“Nature was dirty. Food couldn’t grow on trees. Breakfast was cupcakes.”
Former art student Bridget Conn measures her childhood in the distance between herself and the food that she ate. To Conn, food is more than raw nourishment; it infuses her upbringing with spirituality and tradition.
In her exhibit Tea Retrospective, now on display at Wilson’s Elizabeth Holden Gallery, Conn uses tea bags, inkjet photos, cursive paper, and ceramics to turn her childhood memories into a visionary mixed-media experience.
The energy of Conn’s work tinges the gallery’s glossy floors, reflecting gilded light on the twenty-nine artworks that freckle the walls. This is not the sort of exhibit where one dashes from painting to painting like a baseball player stealing bases. It’s the kind that provokes the viewer to spend time contemplating the meaning, emotion, hidden implication, and free flowing creativity that drips from each piece.

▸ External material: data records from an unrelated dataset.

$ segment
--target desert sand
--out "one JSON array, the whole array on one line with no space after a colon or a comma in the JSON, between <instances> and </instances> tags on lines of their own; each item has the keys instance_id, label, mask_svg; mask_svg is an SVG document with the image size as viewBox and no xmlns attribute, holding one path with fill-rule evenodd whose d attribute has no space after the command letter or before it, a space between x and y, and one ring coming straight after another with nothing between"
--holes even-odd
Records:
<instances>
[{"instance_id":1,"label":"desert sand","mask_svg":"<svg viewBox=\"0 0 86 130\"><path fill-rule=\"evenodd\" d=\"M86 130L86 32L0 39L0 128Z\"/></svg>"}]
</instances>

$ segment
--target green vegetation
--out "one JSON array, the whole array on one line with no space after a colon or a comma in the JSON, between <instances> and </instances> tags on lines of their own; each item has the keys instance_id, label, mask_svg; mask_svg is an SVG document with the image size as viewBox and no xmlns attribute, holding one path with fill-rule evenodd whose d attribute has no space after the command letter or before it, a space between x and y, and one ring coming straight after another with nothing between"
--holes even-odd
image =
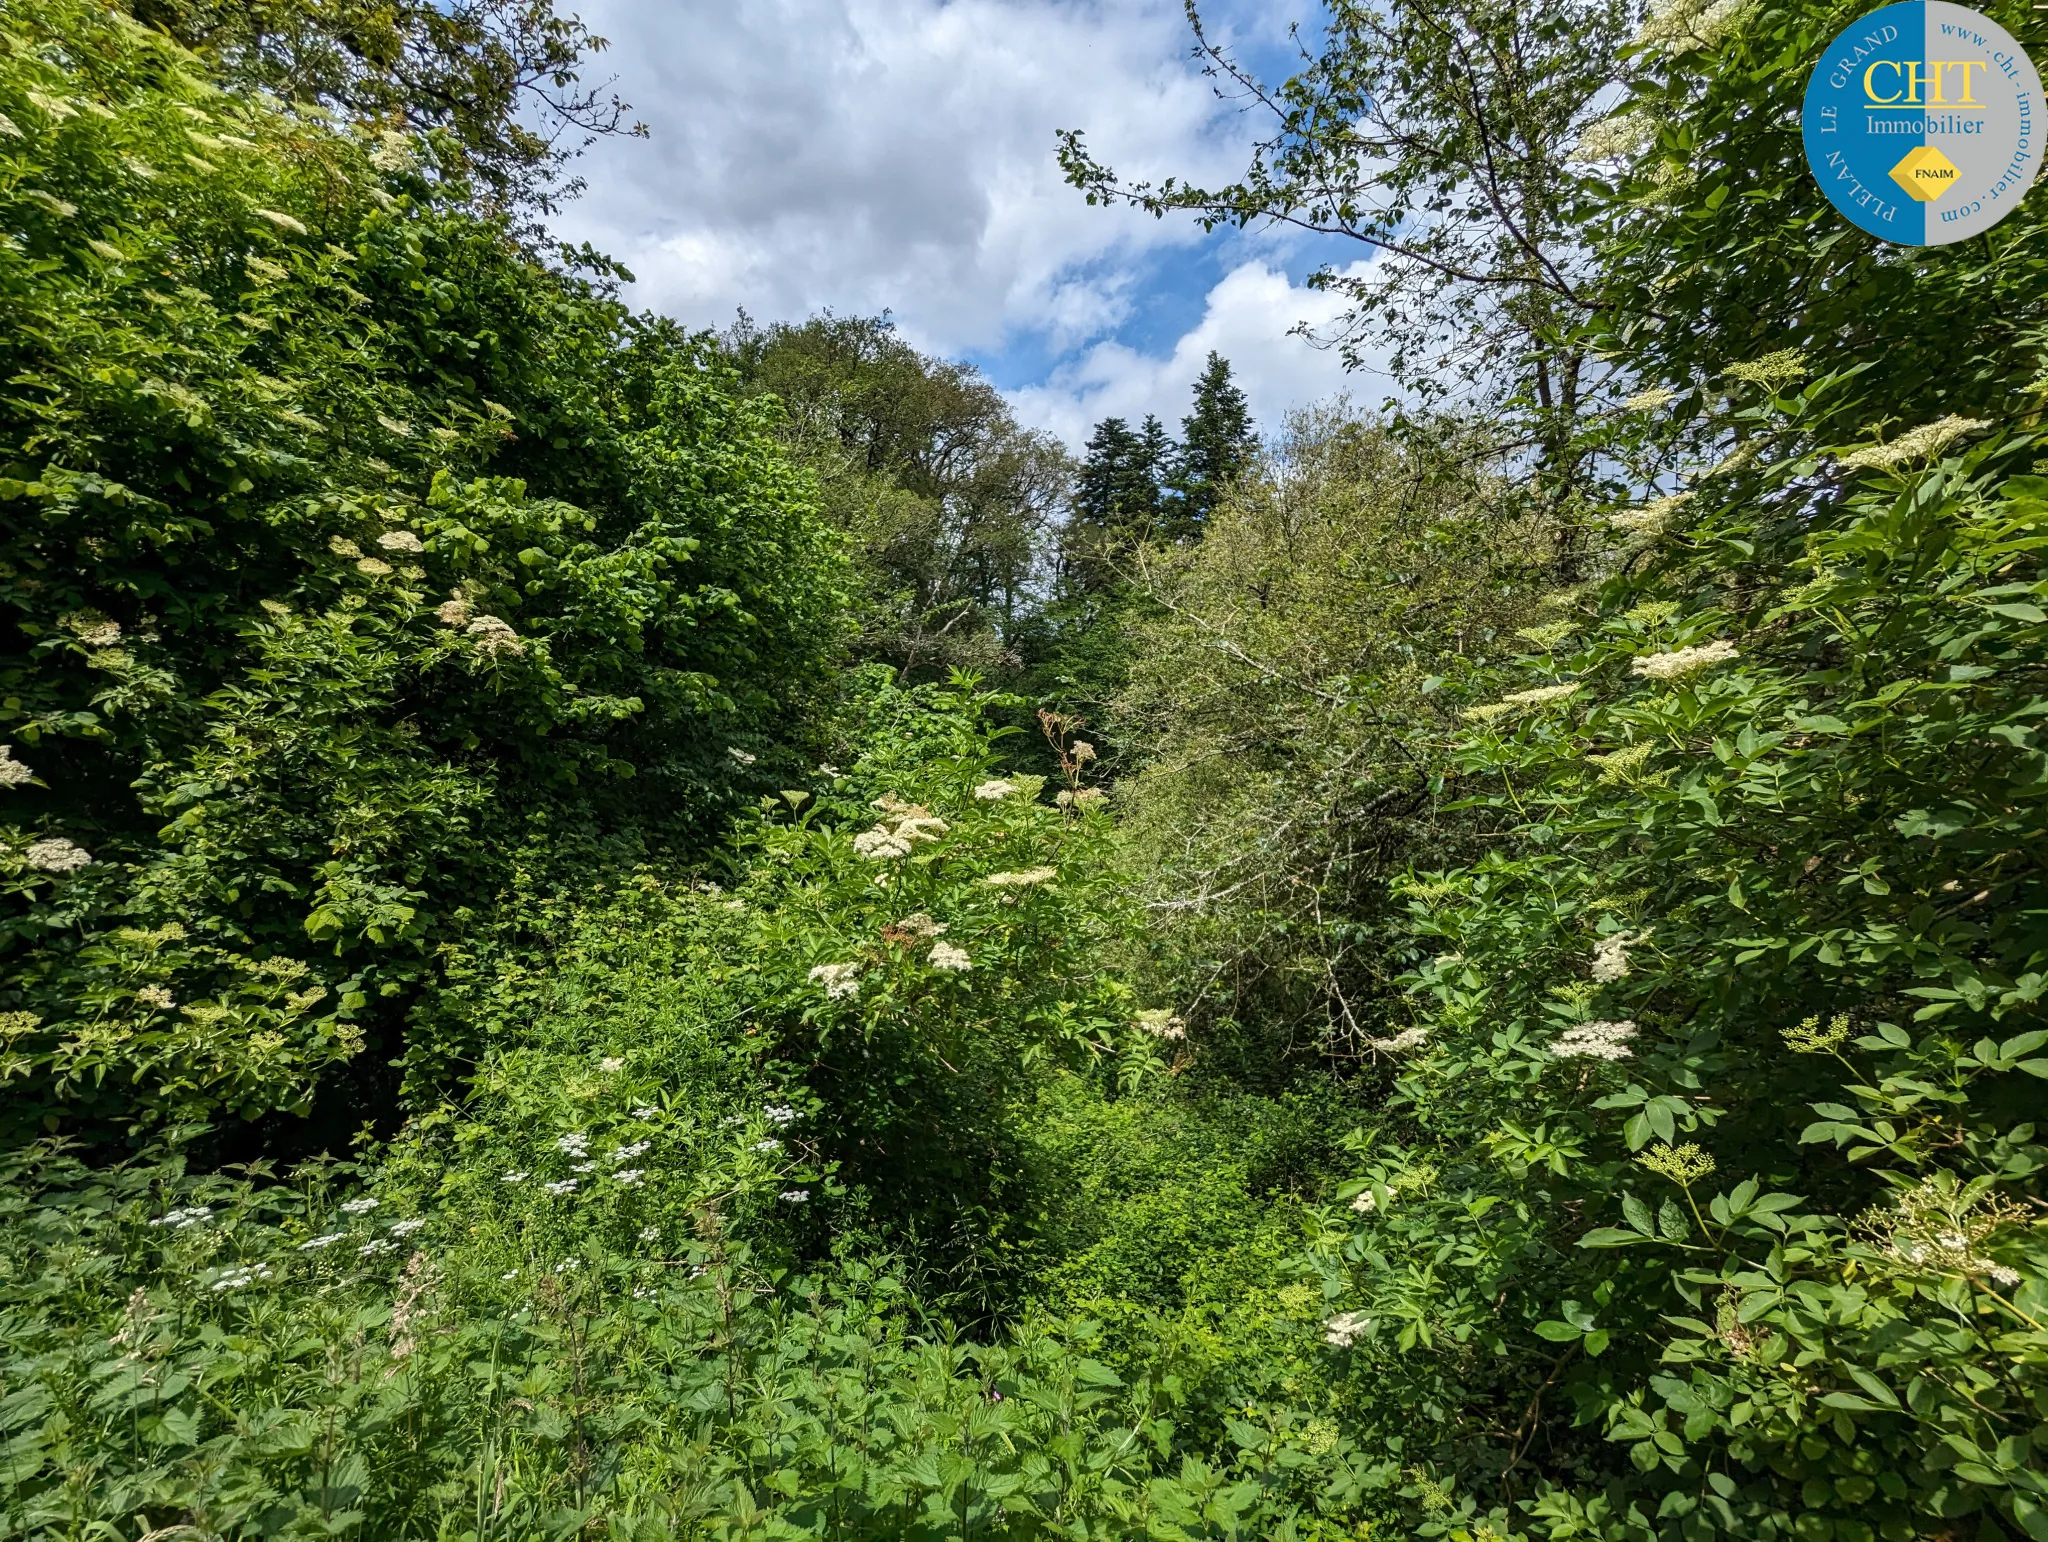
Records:
<instances>
[{"instance_id":1,"label":"green vegetation","mask_svg":"<svg viewBox=\"0 0 2048 1542\"><path fill-rule=\"evenodd\" d=\"M2042 221L1826 212L1849 14L1070 141L1477 286L1076 468L353 13L0 5L0 1535L2048 1542Z\"/></svg>"}]
</instances>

Harrowing in its familiarity, her piece entitled “In Need of Practice” incarcerated my attention. The work is an enlarged replica of an elementary level writing exercise with the word “patience” repeated in adolescent-style cursive on wood-mounted cursive paper. The piece spoke to me about repetition in education and forced me to question my own childhood as hers unfolded before me with explicit honesty.
In another piece, Conn conversed with my soul about voids and feelings of emptiness. The work, entitled “Missing Piece,” is a hand-colored inkjet photo of an apple with negative space forming a puzzle piece in the center. The photo is affixed to tea bags and mounted on wood, which I thought was simply genius. Just as Conn uses food in her art to make art about food, her subject matter and choice of media reflect each other as they comment on society’s lacking dietary habits.
As I studied each piece, I realized that Conn’s exhibit must be visited many times in order to be grasped entirely: while the exhibit supposedly centers on childhood and food, many pieces were more focused on spirituality and tradition, and I felt slightly confused by the broad range of subject matter. However, I could not help but sponge her message into my being: this is what real art does.